5G yarışında en ön sırada
Çin'in Silikon Vadisi olarak bilinen Şenzen kentinde 1987’de 21 bin yuan sermaye ile eski bir subay olan Ren Zhengfei tarafından kurulan Huawei, dünyanın en büyük telekomünikasyon ürünleri ve hizmeti sağlayıcısı olmasının yanı sıra en büyük ikinci akıllı telefon üreticisi konumunda.
Akıllı telefon satışlarında ABD'li Apple'nin pazar payını ele geçirmeye devam eden Huawei, dünyada telekomünikasyon sektörünü çok daha üst düzeye taşıyacak 5G teknolojisinde de küresel yarışın en ön sırasında yer alıyor.
Çin'in telekomünikasyon firmalarına yaptırımlar getiren ve ABD'li firmaların kritik iletişim ağlarında Çin malı ekipman kullanmalarını tamamen yasaklayan Trump yönetimi, "ciddi bir ulusal güvenlik meselesi" olarak gördüğü bu konuda müttefiklerinden de aynı tutumu bekliyor.
Japonya, Avustralya ve Yeni Zelanda, dünyanın en büyük telekomünikasyon ekipmanı üreticisi olan Huawei'nin 5G ağları ile ilgili ihalelere girmesini yasaklarken, halihazırda 3G ve 4G ağlarında Huawei ile çalışmakta olan Avrupa ülkelerinden de değişik sesler geliyor.

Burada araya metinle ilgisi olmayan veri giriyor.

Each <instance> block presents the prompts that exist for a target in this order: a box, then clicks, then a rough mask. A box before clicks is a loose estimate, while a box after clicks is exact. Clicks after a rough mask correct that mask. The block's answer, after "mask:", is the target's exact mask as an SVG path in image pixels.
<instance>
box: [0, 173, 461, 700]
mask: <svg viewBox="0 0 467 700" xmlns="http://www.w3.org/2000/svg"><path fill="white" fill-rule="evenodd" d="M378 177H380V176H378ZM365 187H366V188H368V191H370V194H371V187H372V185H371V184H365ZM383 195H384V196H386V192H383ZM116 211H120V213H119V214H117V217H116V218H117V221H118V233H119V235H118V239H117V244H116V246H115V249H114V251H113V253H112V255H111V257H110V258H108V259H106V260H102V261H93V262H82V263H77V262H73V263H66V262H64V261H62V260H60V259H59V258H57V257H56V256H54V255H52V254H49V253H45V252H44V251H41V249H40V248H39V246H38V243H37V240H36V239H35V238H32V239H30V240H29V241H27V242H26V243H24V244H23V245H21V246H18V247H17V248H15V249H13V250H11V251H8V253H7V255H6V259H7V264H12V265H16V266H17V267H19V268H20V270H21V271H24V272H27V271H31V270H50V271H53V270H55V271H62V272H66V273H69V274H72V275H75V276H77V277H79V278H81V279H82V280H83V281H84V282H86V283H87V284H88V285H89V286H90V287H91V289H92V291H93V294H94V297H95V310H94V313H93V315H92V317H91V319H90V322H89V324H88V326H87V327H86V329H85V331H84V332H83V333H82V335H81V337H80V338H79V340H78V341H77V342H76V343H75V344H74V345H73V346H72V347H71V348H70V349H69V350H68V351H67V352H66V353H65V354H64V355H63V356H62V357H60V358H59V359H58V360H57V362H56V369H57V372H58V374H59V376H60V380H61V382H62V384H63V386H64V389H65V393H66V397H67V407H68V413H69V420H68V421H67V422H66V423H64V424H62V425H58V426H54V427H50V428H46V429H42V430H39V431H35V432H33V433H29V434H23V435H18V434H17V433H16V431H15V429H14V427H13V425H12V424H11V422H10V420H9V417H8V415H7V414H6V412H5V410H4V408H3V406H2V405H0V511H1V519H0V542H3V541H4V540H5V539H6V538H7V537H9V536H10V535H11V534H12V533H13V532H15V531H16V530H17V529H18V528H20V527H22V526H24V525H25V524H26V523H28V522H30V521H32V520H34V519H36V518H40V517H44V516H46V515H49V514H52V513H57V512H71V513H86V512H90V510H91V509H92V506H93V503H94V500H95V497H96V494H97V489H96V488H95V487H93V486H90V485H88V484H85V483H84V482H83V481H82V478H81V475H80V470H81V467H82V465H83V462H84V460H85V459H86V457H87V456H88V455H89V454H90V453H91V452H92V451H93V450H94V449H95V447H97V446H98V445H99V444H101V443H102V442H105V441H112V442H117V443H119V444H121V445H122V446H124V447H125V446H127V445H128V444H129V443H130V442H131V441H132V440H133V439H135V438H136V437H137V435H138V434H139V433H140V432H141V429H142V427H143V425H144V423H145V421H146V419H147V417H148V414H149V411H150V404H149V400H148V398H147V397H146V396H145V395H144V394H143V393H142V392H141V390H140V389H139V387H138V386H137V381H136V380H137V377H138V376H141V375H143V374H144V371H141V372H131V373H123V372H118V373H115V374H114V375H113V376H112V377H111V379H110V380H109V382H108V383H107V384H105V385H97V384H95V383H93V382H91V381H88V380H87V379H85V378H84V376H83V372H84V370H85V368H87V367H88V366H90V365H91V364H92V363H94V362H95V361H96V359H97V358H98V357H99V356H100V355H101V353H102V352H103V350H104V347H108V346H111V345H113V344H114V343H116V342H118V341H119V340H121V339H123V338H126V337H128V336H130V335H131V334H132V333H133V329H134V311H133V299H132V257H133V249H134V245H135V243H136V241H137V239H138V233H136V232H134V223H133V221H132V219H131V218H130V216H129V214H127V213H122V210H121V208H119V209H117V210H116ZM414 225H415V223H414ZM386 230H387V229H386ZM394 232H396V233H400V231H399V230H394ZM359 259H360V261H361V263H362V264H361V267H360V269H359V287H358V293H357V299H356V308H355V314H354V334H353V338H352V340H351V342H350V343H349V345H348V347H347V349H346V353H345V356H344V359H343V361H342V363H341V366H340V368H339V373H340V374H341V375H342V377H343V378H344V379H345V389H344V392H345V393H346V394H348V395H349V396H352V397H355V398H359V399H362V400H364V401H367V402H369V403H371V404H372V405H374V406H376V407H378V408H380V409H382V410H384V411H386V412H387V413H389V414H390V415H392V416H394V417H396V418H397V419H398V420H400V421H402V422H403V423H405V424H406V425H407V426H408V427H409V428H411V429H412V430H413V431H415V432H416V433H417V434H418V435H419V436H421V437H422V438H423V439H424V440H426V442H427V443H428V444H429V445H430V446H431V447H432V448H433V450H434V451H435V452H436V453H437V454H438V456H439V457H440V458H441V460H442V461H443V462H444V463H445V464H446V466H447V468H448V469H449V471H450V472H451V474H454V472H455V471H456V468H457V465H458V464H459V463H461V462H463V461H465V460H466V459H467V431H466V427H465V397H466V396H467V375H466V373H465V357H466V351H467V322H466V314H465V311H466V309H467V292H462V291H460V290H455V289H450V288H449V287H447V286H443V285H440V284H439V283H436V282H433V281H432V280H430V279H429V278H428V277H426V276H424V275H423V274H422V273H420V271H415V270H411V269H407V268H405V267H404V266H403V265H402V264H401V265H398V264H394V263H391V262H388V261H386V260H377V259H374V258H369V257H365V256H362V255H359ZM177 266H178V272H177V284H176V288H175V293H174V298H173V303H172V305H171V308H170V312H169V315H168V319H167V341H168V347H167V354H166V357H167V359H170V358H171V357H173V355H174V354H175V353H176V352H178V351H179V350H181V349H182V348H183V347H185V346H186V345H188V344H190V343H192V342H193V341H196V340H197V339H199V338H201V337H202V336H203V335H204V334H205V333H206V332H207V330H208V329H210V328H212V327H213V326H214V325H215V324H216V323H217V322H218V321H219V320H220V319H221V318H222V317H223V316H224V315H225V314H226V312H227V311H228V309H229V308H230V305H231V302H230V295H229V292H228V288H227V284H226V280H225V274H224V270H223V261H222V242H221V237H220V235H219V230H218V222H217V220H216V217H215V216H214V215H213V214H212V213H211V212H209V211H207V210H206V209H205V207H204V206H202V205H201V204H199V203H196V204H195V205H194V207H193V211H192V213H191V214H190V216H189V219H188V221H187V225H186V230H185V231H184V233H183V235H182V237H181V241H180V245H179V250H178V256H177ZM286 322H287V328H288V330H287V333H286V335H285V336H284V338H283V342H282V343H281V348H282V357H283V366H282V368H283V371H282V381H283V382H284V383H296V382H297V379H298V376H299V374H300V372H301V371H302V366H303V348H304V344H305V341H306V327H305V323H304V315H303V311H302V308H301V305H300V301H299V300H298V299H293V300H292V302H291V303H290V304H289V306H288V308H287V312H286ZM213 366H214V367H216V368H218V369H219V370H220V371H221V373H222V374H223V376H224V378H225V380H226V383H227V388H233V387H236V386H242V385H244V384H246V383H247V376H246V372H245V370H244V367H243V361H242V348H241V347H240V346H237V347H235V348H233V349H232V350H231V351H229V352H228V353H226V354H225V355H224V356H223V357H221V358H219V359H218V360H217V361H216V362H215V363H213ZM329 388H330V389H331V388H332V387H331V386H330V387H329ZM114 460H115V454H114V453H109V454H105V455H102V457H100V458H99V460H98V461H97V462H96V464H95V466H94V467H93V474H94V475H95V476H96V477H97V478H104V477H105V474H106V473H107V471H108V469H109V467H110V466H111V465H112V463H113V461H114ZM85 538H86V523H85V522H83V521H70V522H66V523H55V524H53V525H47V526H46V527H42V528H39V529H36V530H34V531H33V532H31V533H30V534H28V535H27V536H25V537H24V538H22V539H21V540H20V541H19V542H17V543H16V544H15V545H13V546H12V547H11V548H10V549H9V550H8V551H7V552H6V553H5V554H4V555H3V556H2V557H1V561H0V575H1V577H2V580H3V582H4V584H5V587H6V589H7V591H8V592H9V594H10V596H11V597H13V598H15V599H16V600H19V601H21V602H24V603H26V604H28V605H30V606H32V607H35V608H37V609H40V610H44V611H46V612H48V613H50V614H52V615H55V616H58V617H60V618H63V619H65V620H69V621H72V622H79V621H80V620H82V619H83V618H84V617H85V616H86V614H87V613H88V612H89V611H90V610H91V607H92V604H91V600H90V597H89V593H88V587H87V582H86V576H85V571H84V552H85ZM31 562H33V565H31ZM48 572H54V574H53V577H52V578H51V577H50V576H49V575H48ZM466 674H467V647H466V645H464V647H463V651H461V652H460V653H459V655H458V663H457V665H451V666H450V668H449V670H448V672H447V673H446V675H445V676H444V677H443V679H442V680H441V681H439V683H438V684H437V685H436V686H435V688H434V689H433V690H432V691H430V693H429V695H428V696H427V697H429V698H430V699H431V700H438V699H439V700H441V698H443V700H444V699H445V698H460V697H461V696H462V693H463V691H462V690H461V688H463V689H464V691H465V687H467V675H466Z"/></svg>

Teknolojik alanda üstünlüğe sahip olmanın; ülkelere, uluslararası rekabette ön plana çıkmayı, küresel düzendeki güç dağılımında avantajlı bir konuma geçmeyi sağladığı günümüzde ABD'nin, Çin'in 5G gibi gelişmiş teknolojilerdeki atılımını kendisine karşı "varoluşsal bir tehdit" olarak görmesi dikkati çekiyor.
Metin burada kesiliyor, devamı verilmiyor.